Zone 2 works. Zone 2 works. Zone 2 works.
Last week I ran the fastest half marathon of my life – at an average pace of 3:27/km. I ran straight off the back of a four-hour ride and had five hard weeks of training in my legs.
Over the last five months, I have hardly spent any time running quicker than 4:00/km – you could probably count the number of kilometres on two hands. And yet, even at race pace, I’m stronger than ever.
You do not need to go fast all the time – quite the opposite. The majority of training for endurance sport should be done in zone 2 (which essentially refers to a low intensity – if you’d like me to explain any further, drop a comment down below because I’d want to give it more time than this blog).
I’ve seen the same in my swimming. For the last few months, I feel as though my coach and I have somewhat gone against traditional swim training methods. Within this block I’ve set new best times over both 1.9km and 3.8km, without really leaving zone 2 at all.

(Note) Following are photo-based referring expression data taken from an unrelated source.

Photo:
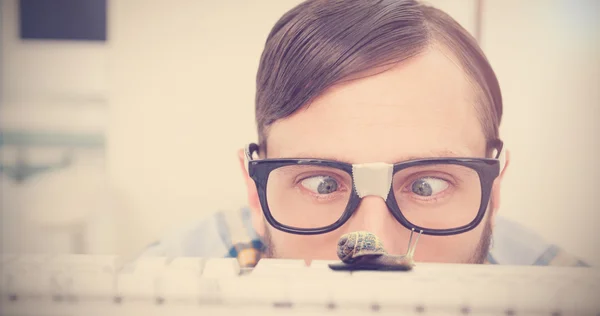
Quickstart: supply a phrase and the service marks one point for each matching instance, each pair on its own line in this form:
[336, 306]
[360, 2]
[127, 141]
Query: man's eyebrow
[431, 154]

I still don’t fully understand the training elite swimmers (and a lot of triathletes) seem to do in the pool. The amount of intensity appears to contradict everything I understand about training from a non-swimming perspective. I’d love to be enlightened if any elite swimmers out there were willing to educate me.
Long story short, not everything needs to be hard all the time. Stop suffering for the sake of suffering.
I’d love to know if anyone disagrees with anything I’ve said above, even if it’s within a context unrelated to sport.
One final thing I’ve learnt recently – having people around you to share the load helps a lot. Whether it’s a housemate to split daily chores with, a training partner to muster motivation alongside, or a dog to let you know when you’re doing something silly… a problem shared and all that…
I hope everyone who’s read this far is having a good 2022. Please do let me know if anything I’ve mentioned here deserves elaboration in a separate post.
Sleep. Eat. Wait. Wait some more. Slow Down.